Cette mystique est devenue, dans l’après-guerre, une référence morale absolue qui a littéralement hanté l’opinion française : les partisans et les adversaires de l’Algérie française s’en réclament ouvertement en 1958, de même que les militants de la Gauche prolétarienne dix ans plus tard.
Mais les enfants veulent s’émanciper et le souvenir des pères est lourd à porter si bien qu’au début des années 1970 un renversement mémoriel se produit.
Dans la foulée du film de Marcel Ophuls2 et des "révélations" faites alors sur Vichy, la génération de mai 68 brûle ce qu’elle avait d’abord adoré en inventant une "mémoire rose" de la Résistance qui aurait été imposée, dès la Libération, à l’ensemble des Français par De Gaulle et les communistes ;
Le « mythe résistancialiste » était né et les résistants - vieillissants et peu préparés à subir ce nouveau regard suspicieux sur leur passé - font désormais figure d’accusés privilégiés devant les médias.

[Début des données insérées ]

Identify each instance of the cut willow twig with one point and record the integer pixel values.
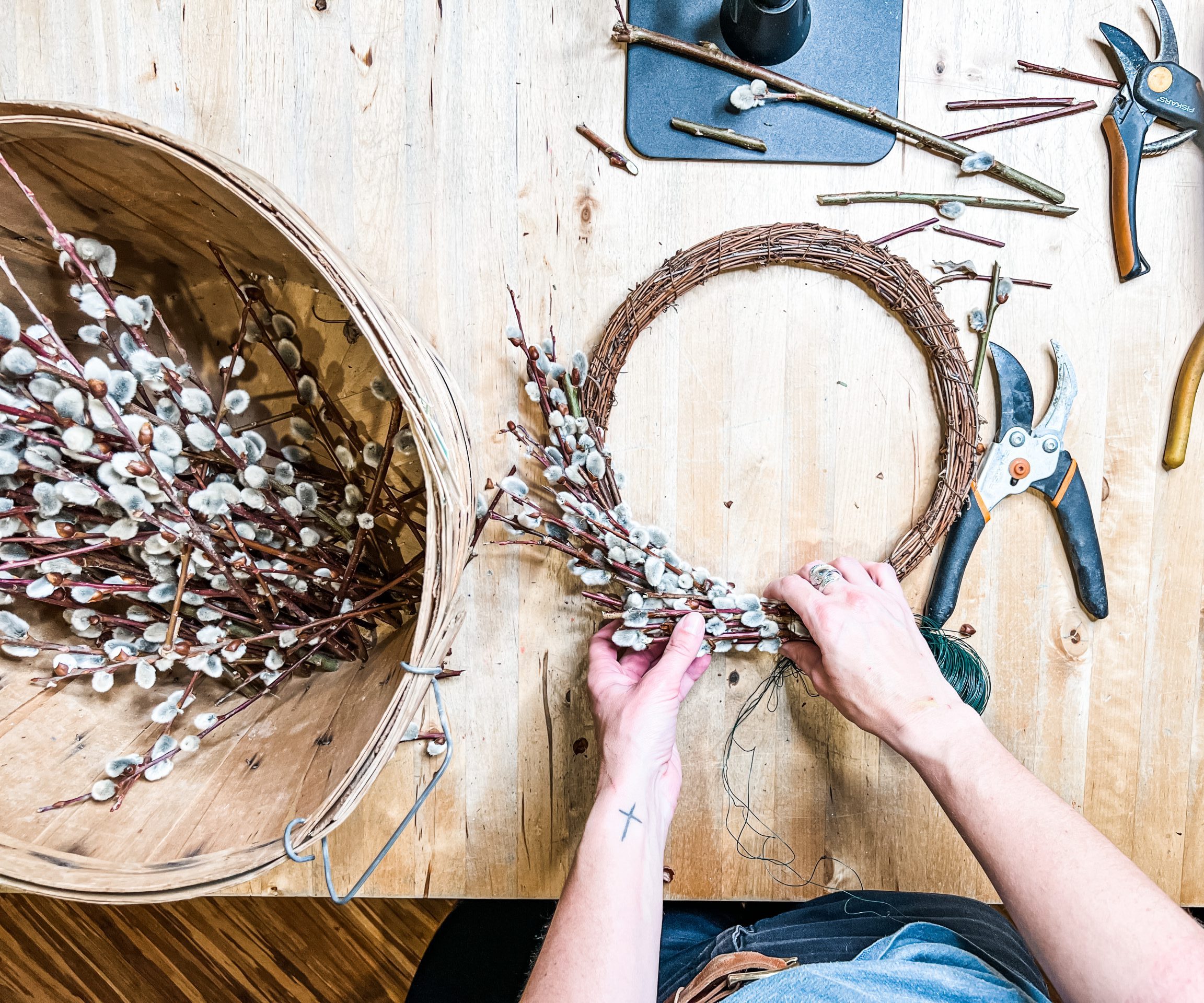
(616, 158)
(1008, 103)
(967, 236)
(722, 135)
(630, 34)
(985, 334)
(923, 199)
(1033, 282)
(1061, 72)
(913, 229)
(1016, 123)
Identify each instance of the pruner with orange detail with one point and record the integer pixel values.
(1024, 458)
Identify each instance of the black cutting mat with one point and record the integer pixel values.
(853, 51)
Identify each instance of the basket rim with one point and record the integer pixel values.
(434, 404)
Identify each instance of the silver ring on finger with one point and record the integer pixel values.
(821, 576)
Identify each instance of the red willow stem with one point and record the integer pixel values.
(1061, 72)
(1015, 123)
(968, 236)
(914, 228)
(1009, 103)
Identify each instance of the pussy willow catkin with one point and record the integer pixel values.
(193, 548)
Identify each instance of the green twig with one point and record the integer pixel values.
(924, 199)
(985, 335)
(722, 135)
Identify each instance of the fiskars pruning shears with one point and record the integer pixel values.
(1025, 457)
(1150, 89)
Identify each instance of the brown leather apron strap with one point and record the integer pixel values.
(727, 973)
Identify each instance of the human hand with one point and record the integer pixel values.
(869, 659)
(636, 700)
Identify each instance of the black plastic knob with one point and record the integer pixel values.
(765, 32)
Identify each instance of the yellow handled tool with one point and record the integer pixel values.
(1180, 427)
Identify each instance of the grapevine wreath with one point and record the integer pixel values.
(630, 570)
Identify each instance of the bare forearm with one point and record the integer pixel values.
(1099, 927)
(604, 943)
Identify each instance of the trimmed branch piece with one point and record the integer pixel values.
(985, 334)
(1061, 72)
(963, 277)
(722, 135)
(1028, 120)
(1009, 103)
(979, 202)
(913, 229)
(630, 34)
(954, 233)
(616, 158)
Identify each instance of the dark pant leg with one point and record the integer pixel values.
(483, 953)
(838, 927)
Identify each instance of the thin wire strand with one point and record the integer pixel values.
(410, 815)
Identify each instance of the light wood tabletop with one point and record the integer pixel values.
(773, 417)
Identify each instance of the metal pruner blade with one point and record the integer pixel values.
(1066, 389)
(1168, 45)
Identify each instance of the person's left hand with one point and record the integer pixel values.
(636, 700)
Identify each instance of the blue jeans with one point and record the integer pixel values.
(835, 927)
(484, 952)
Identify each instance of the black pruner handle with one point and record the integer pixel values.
(1126, 136)
(1072, 508)
(954, 557)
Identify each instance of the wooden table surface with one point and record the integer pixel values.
(772, 418)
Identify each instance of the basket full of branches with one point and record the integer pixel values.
(234, 499)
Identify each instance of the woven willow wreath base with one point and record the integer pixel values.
(640, 578)
(893, 282)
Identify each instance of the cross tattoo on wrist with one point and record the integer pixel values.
(630, 815)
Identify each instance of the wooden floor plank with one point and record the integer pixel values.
(213, 950)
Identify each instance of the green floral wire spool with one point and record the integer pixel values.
(959, 662)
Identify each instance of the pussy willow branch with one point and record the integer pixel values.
(924, 199)
(712, 56)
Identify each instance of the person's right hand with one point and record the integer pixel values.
(869, 659)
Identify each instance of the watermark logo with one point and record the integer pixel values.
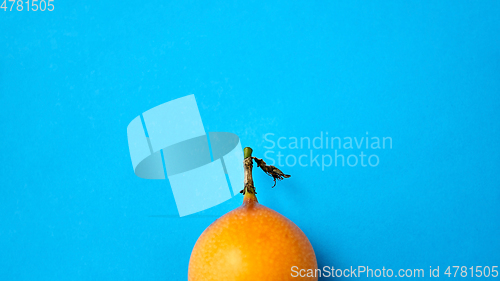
(357, 151)
(169, 141)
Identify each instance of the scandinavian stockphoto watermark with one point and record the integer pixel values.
(325, 151)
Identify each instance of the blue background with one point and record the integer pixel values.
(425, 74)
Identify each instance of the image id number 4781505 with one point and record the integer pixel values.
(27, 5)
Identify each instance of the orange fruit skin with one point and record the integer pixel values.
(252, 242)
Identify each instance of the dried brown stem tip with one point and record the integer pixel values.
(272, 171)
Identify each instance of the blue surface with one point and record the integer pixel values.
(424, 74)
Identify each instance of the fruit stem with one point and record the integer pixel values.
(249, 189)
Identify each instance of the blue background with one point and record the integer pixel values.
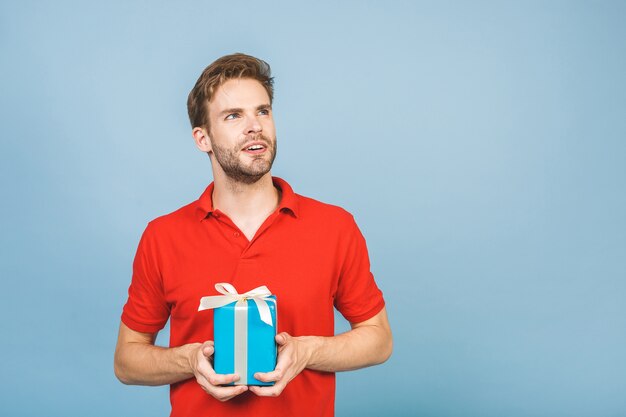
(481, 147)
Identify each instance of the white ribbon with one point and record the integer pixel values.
(260, 295)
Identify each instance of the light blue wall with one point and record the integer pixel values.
(480, 145)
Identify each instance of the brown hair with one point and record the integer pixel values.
(223, 69)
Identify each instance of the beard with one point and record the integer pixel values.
(235, 169)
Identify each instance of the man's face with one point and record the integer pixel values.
(242, 133)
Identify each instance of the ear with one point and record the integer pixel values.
(201, 137)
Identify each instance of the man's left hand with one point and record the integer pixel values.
(293, 355)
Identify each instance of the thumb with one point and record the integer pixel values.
(208, 349)
(282, 338)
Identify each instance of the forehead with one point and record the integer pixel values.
(240, 93)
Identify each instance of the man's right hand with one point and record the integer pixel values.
(200, 363)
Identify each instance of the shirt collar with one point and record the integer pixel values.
(288, 201)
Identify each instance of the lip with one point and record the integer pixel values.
(255, 143)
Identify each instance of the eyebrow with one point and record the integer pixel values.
(240, 110)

Heurs et malheurs d’une mystique dont les avatars sont parfaitement retracés ici, l’auteur justifiant son propos à travers l’analyse minutieuse de la production culturelle de l’époque !
Mais heurs et malheurs d’une politique, également.
Car si la Résistance a été une mystique, elle a aussi été une politique ou, plus exactement, elle s’est déclinée dès la Libération en courants politiques rivaux qui, sur fond de guerre froide virulente, se sont déchirés entre eux, faisant très vite voler en éclats le beau rêve de l’unité de la Résistance.
Le récit détaillé de ces conflits constitue le deuxième grand angle d’attaque de l’ouvrage dont il conforte la thèse initiale.
Comment, en effet, des résistants qui se sont autant opposé sur la mémoire de leur résistance et sur les enjeux politiques de leur époque auraient-ils pu en même temps être solidaires de la mise en place d’une "vérité officielle" prétendument voulue par De Gaulle ?
Toute la lecture scolaire et paresseuse de la mémoire de la Résistance - que Pierre Laborie avait dénoncée en son temps3 - explose ici littéralement !
Au terme de cette recension, on se permettra néanmoins de formuler une critique.
Si l’ouvrage est très convaincant dans sa mise en pièce méthodique du « mythe résistancialiste », il l’est cependant un peu moins lorsqu’il affirme que les crimes de Vichy n’ont jamais été cachés à la l’opinion française.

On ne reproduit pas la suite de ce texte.